0

EVDE BİR BEN BİR DE O !

Benim kız 2 hafta önce ameliyat oldu ( kız = köpek )
Günlük pansumanı , maması , ilacı derken bu aralar günler genelde evde geçiyor ...güzel de geçiyor; du ta ki bu sabah mutfakta bir canlı ile karşılaşıncaya kadar ! Gün  gün değil gerilim filmi oldu!  Bu böcek korkusu yıllardır tepemde...Hayır timsah görsem mutfakta bu kadar korkmam...Bazı insanlar korku değilde iğrenme diyorlar. Hayır efendim ben ciddi ciddi korkuyorum cüssesimin neredeyse binde 1i varlıktan :( Gece keşke pencereyi açık bırakmasaydım diye tüm gün söylenip durdum. Susuzluktan kurumak üzereyken ( mutfağa su almaya dahi giremedim, ciddiyim !)eşimi işten eve çağırma noktasına geldim gittim geldim vazgeçtim.

 
Korkularının üzerine git mevzusu her konuda geçerli olabilir benim için ama ,söz konusu böcek ise ( yazarken irkiliom adını ) gitmemmmm ! Yıllardır tartışılır korku içgüdüsel midir sonradan mı öğrenilir ? Çoğunluk sonradan öğrenilir diyor...Peki ne zaman öğreniyoruz , nasıl öğreniyoruz, neden bazılarımız hiç kormazken bazılarımız benim gibi çıldırıyor ? Bu beyin işi bir garip ...kaç kitap okudum hala benim için en gizemli şey...
Neyse, evde bir o bir ben tüm günü geçirdik ki kendisini görmemle ortalıktan kaybolması bir oldu.Şu an nerede napıyor ilgilenmememkle beraber, İstanbul bugün cayır cayır yanarken evde, ev botlarıyla geziyorum!
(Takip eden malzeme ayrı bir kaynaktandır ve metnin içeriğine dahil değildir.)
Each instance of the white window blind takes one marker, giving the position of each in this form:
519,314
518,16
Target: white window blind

Ev hapsinde olunca , bir de mutfak bugün devre dışı olunca marketten almam gerekenleri napsam diye bakındım webte. Carefourun online siparişini görünce pek bi sevindim ama sonra sevincim teslimatın saat aralıklarında yapıldığını görüp tek müsait saatin akşam olduğunu görünce başladığı yerde kaldı.Sonra dur ben bizim eve yakın Carefouru arayayım dedim, Ta ta ta hemen getiriyorlarmış ! Ne şahane hizmet ama.Ben web sitelerinden dilediğim marka ürünleri seçtim, telefondaki bayana ilettim 30 dk sonra torbalar kapıda ! Zaman tasarrufuna verdikleri bu hizmet için kendilerine teşekkür ederim:) Ayrıca açken markete gitmek uzuuuuun bir fiş ile çıkmaktır bilirsiniz, bu sayede kaçamaklarınızın da önüne gçemiş oluyorsunuz :) ( Bakınız BOO diyetle kafayı bozmuş durumda )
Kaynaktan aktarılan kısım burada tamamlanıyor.